If you’ve ever built a sandcastle on the beach, you’ve seen how seawater in the sand can quickly undermine the castle. A new study by the British Antarctic Survey has concluded that warmer seawater may act in a similar way on the undersides of Earth’s ice sheets, melting them faster than previously thought.
That means computer models used to predict ice sheet melting activity in Antarctica may be underestimating the extent to which warming water beneath the ice is contributing to the melting, concludes a study published Tuesday in the journal Nature Geoscience.
Faster melting of the ice sheets could bring more flooding earlier than expected to coastal communities along the U.S. East Coast, which are already seeing more days with high tides and flooding along the coast and coastal rivers.
The study is at least the second in five weeks to report that warmer ocean water may be helping ice melt in glaciers and ice sheets faster than previously modeled. Scientists are working to improve these crucial models used in sea level rise planning.
Relatively warmer ocean water can penetrate long distances beyond a boundary known as the “grounding zone,” where land ice meets the sea and floating ice shelves, seeping between the land below and the ice sheet, a new study says. And that could have “dramatic consequences” in contributing to sea level rise.
“We identified the possibility of a new tipping point in the melting of the Antarctic ice sheet,” said lead study author Alex Bradley, an ice dynamics researcher on the survey. “This means that our sea-level rise projections may be significantly underestimated.”
“Ice sheets are very sensitive to melting in their grounding zone,” Bradley said. “We found that melting in the grounding zone behaves like a ‘tipping point,’ where a very small change in ocean temperature can cause a very large increase in the grounding zone, which would lead to a very large change in the ice flow above it.”
The study follows an unrelated study published in May that found “vigorous melting” on Antarctica’s Thwaites Glacier, commonly referred to as the “doomsday glacier”. This study, published in the journal Proceedings of the National Academy of Sciences, provided visible evidence that warm seawater is pumping under the glacier.
Land glaciers in Antarctica and Greenland are gradually sliding towards the ocean, forming a boundary at the edge of the sea where melting can occur. Scientists report that melting along these zones is a major factor in rising sea levels worldwide.

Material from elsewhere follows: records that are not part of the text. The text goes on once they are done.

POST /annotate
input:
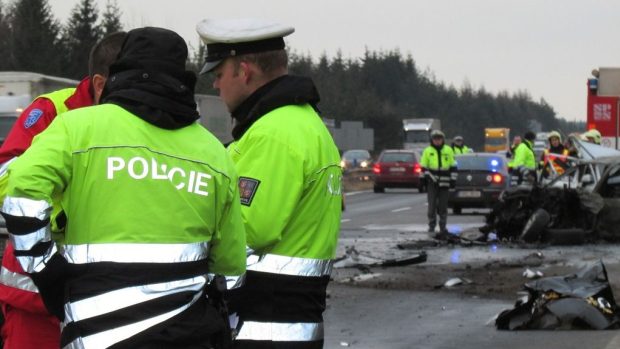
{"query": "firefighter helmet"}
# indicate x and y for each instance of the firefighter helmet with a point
(437, 134)
(554, 134)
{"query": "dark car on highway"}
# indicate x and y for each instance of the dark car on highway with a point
(397, 168)
(481, 179)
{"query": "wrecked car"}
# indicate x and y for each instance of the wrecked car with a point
(583, 300)
(578, 206)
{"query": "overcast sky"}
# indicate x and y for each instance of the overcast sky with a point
(546, 47)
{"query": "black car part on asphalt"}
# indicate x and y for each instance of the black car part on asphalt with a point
(545, 213)
(583, 300)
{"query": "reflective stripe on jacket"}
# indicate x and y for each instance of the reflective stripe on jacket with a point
(150, 212)
(440, 165)
(289, 168)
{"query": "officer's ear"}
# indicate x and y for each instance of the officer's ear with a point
(98, 82)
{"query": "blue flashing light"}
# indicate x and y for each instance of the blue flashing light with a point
(455, 258)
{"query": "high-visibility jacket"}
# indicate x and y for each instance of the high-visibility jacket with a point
(290, 182)
(524, 156)
(150, 213)
(557, 161)
(17, 290)
(460, 150)
(439, 167)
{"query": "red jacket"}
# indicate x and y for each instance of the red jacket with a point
(16, 288)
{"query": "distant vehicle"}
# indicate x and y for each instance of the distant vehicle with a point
(397, 168)
(355, 159)
(481, 179)
(417, 132)
(496, 139)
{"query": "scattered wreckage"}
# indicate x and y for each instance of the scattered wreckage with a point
(578, 206)
(583, 300)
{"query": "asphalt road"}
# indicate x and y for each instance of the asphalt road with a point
(371, 317)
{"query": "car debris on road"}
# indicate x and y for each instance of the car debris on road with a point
(583, 300)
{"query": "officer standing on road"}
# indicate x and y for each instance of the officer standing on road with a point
(554, 158)
(23, 309)
(290, 183)
(152, 205)
(458, 147)
(439, 168)
(523, 165)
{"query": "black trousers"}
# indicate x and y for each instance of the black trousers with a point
(437, 205)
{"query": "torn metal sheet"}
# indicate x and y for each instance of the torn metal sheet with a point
(583, 300)
(354, 259)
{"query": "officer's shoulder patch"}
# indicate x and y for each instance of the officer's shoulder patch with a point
(247, 189)
(33, 117)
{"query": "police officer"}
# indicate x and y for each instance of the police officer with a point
(290, 183)
(554, 158)
(439, 168)
(458, 147)
(593, 136)
(523, 165)
(152, 205)
(23, 308)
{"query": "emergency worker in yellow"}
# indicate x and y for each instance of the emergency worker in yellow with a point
(152, 207)
(289, 179)
(459, 147)
(554, 159)
(523, 165)
(439, 168)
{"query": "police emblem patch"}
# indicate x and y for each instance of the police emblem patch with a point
(247, 189)
(33, 117)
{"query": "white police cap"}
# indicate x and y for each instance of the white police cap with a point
(231, 37)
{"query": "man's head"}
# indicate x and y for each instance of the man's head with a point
(243, 54)
(102, 55)
(530, 136)
(437, 137)
(458, 140)
(554, 138)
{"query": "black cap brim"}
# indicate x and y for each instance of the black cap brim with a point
(209, 66)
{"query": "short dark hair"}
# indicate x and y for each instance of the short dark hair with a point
(529, 135)
(104, 53)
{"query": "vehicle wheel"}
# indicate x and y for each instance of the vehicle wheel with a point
(535, 225)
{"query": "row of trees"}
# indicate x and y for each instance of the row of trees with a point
(380, 89)
(32, 39)
(383, 88)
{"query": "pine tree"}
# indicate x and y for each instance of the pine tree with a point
(5, 35)
(111, 21)
(79, 36)
(34, 38)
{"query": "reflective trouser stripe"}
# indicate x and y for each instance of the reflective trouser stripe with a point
(126, 297)
(281, 332)
(284, 265)
(17, 280)
(108, 338)
(136, 253)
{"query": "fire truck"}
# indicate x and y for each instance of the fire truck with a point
(603, 105)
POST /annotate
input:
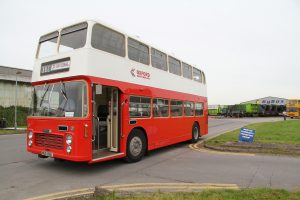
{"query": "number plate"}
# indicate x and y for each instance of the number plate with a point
(47, 153)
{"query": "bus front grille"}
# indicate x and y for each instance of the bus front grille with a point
(49, 140)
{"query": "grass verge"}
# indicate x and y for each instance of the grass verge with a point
(282, 137)
(245, 194)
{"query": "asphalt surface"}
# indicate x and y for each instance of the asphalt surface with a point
(23, 175)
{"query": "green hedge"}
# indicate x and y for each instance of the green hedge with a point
(9, 114)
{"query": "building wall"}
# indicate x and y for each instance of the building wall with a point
(7, 96)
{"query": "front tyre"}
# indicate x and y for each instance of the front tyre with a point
(136, 146)
(195, 133)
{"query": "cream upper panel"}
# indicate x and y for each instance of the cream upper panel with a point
(92, 62)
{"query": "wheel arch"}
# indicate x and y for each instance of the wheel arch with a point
(144, 132)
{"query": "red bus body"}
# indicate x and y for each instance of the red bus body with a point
(159, 131)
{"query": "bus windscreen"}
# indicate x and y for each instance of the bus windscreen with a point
(62, 99)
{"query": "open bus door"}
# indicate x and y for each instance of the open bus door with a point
(105, 121)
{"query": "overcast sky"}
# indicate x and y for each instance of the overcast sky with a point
(248, 49)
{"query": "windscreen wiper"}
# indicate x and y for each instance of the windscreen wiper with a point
(42, 99)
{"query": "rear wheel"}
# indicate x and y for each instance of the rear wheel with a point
(136, 146)
(195, 133)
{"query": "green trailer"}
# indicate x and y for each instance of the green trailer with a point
(251, 110)
(214, 110)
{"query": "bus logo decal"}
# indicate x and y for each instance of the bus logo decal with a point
(132, 72)
(140, 74)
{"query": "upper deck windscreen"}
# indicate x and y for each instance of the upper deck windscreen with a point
(73, 37)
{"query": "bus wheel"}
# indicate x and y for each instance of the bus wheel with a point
(136, 146)
(195, 133)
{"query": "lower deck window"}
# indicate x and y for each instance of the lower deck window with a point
(160, 107)
(188, 108)
(139, 107)
(176, 108)
(199, 109)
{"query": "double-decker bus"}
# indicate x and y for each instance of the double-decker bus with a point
(99, 94)
(293, 108)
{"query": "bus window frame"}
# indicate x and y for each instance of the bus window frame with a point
(69, 118)
(169, 110)
(149, 117)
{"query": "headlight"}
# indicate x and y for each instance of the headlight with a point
(30, 135)
(69, 149)
(69, 139)
(30, 143)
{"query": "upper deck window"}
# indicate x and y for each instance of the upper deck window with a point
(186, 71)
(73, 37)
(108, 40)
(159, 59)
(138, 51)
(174, 66)
(197, 75)
(48, 44)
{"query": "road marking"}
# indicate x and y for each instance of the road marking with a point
(205, 150)
(64, 193)
(137, 187)
(169, 186)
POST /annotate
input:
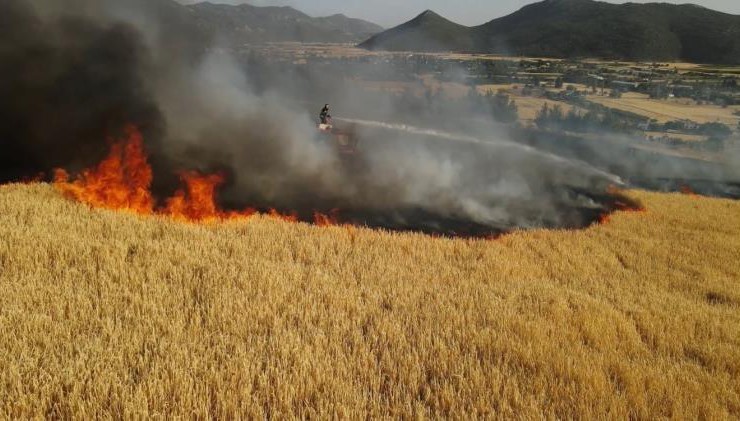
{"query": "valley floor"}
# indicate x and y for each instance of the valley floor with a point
(110, 314)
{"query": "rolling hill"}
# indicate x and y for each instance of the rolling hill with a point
(580, 28)
(248, 24)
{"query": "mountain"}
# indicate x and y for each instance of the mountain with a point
(245, 23)
(580, 28)
(427, 32)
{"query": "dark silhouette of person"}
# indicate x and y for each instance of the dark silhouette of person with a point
(324, 116)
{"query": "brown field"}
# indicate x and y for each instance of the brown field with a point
(670, 110)
(107, 314)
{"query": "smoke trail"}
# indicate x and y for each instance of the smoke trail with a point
(498, 143)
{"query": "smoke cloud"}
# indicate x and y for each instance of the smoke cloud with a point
(76, 76)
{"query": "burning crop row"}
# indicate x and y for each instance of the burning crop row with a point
(122, 181)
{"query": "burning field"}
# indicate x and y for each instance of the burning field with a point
(123, 181)
(134, 124)
(202, 250)
(107, 313)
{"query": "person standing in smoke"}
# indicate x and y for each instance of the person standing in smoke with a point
(324, 116)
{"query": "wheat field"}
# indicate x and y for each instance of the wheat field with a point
(106, 314)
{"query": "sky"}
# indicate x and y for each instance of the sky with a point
(390, 13)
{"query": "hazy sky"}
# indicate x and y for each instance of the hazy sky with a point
(469, 12)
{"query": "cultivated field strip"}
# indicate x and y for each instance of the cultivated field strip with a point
(106, 314)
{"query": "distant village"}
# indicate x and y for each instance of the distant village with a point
(574, 95)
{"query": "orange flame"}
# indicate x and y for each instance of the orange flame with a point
(121, 181)
(324, 220)
(685, 189)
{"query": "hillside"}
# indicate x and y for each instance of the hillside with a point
(427, 32)
(248, 24)
(109, 314)
(587, 28)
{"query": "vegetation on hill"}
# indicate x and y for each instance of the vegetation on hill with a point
(245, 23)
(582, 28)
(108, 314)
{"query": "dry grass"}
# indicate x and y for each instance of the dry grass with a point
(109, 314)
(670, 110)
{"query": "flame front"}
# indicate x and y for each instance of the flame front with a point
(121, 181)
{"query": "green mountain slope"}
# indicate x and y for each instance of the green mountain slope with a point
(247, 24)
(583, 28)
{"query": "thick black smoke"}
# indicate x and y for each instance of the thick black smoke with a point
(67, 84)
(75, 76)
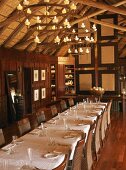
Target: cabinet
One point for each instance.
(70, 79)
(19, 107)
(3, 112)
(53, 82)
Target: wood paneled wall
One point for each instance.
(12, 60)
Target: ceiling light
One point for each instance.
(55, 19)
(46, 1)
(73, 6)
(53, 27)
(66, 2)
(86, 30)
(57, 39)
(73, 31)
(27, 22)
(83, 25)
(87, 38)
(87, 51)
(38, 21)
(92, 39)
(39, 27)
(64, 11)
(37, 40)
(19, 7)
(76, 51)
(69, 50)
(29, 11)
(94, 27)
(66, 23)
(76, 38)
(80, 50)
(26, 2)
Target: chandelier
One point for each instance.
(29, 10)
(79, 38)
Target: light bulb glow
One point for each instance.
(26, 2)
(20, 7)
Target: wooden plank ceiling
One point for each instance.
(15, 34)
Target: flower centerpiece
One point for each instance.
(97, 91)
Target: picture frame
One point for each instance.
(85, 80)
(108, 79)
(86, 59)
(36, 75)
(107, 33)
(43, 93)
(43, 74)
(36, 94)
(107, 54)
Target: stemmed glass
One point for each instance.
(14, 138)
(29, 151)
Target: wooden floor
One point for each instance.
(113, 155)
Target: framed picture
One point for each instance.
(36, 94)
(85, 81)
(43, 74)
(107, 54)
(36, 75)
(108, 79)
(107, 33)
(86, 59)
(43, 93)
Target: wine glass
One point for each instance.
(14, 138)
(29, 151)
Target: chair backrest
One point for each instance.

Water seeping under the ice sheet opens up new cavities, and these cavities allow more water in, which in turn melts even larger chunks of ice, the British Antarctic Survey concluded. Small increases in water temperature can speed up this process, but computer models used by the Intergovernmental Panel on Climate Change and others do not account for this, the authors found.
“This is missing physics that is not in our ice sheet models. They don’t have the ability to simulate melting under grounded ice, which is what we think is happening,” Bradley said. “Now we’re working to incorporate that into our models.”
Lead author of the previous study, published in May, Eric Rignot, a glaciologist at the University of California, Irvine, told USA TODAY that much more seawater flows into the glacier than previously thought, making the glacier “more sensitive to ocean warming.” and more likely to break up as the ocean warms.”
On Tuesday, Rignot said the survey research provides “further incentives to study this part of the glacial system in more detail,” including the importance of tides, which make the problem more severe.
“These and other studies pointing to greater sensitivity of the glacier to warm water mean that sea level rise in the coming century will be much greater than expected, and perhaps twice as much,” Rignot said.